Sunday, September 24, 2006

Learning to SMiLE

There are already many books (and movies and magazine articles) about Brian Wilson and the Beach Boys, all of them strangely incomplete – not just in the way that any biography of a still-living figure tends to be unfinished, but in a larger sense, as if the subject escaping from the writer. Wilson’s ghost-written but highly readable autobiography Wouldn’t It Be Nice?” suggested a newly revived hero – the subject is healthier than he’s ever been and, more importantly, is even recording again – but it’s now largely discredited due to the influence of the Svengali-like therapist Eugene Landy, who controlled Wilson’s every waking moment and even forcing himself as co-writer on his songs. Most other accounts seem to love sight of Wilson and the other band members somewhere around the 1976 “Brian is Back” campaign, summarizing the subsequent years through well known public events (lawsuits, etc. ) and chart all corporation selling nostalgia and the California dream to an increasingly complacent audience of Baby Boomers. With fewer traces of the original group remaining (Brian is the last surviving Wilson brother, Al Jardine left the group and tours with a Beach Boys cover-band called Family and Friends; the act currently performing as The Beach Boys has only one original member, Mike Love, along with frequent collaborator Bruce Johnston), Carlin has a better grasp of the business decisions and economic issues that have shaped most of their output in the last 30 years.

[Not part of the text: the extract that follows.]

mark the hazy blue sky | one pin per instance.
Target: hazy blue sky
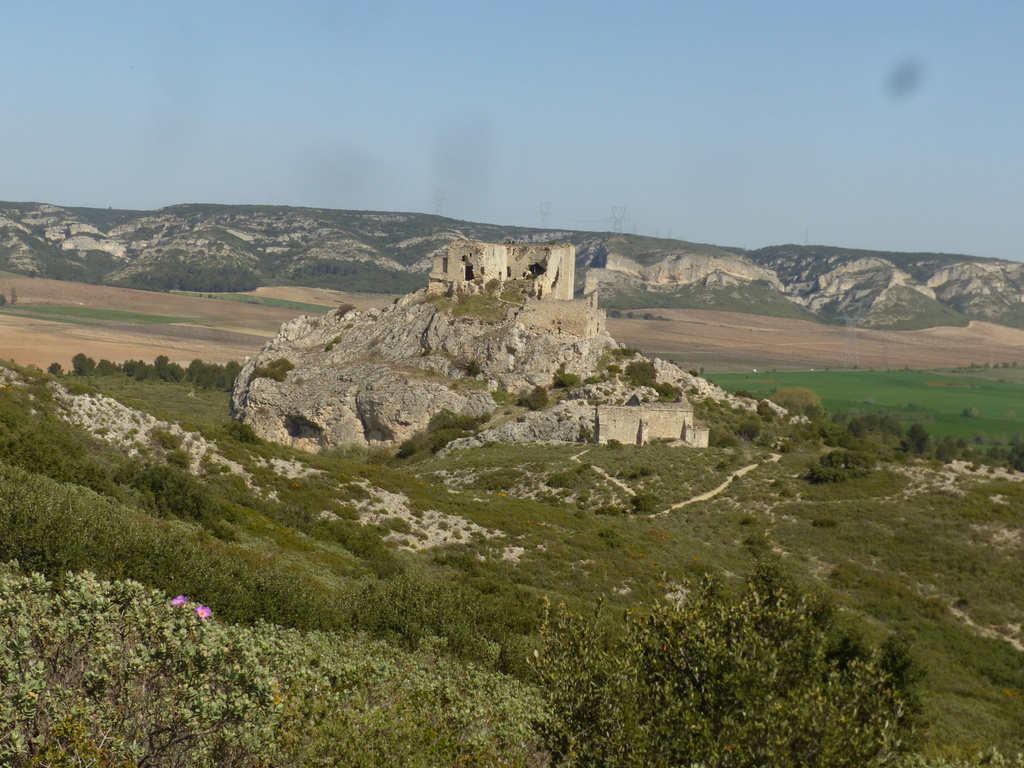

It’s not always a very pretty story, but Carlin is lucky to have come in when he did. With the release of “Smile”, the great mystery in the Brian Wilson story, the gap in every previous account, has been solved – and turns out to have been worth the wait. Though the composer is still obviously a very troubled man – see the excellent documentary “Beautiful Dreamer” for evidence – he has surprised many by becoming a successful live performer with a touring band which he regularly – and accurately – describes as far superior to his former co-players. After having been swallowed up by fame, fortune and his own musical legacy, Wilson has miraculously come out on top, giving Carlin’s book something that previous biographers would never have imagined: a happy ending.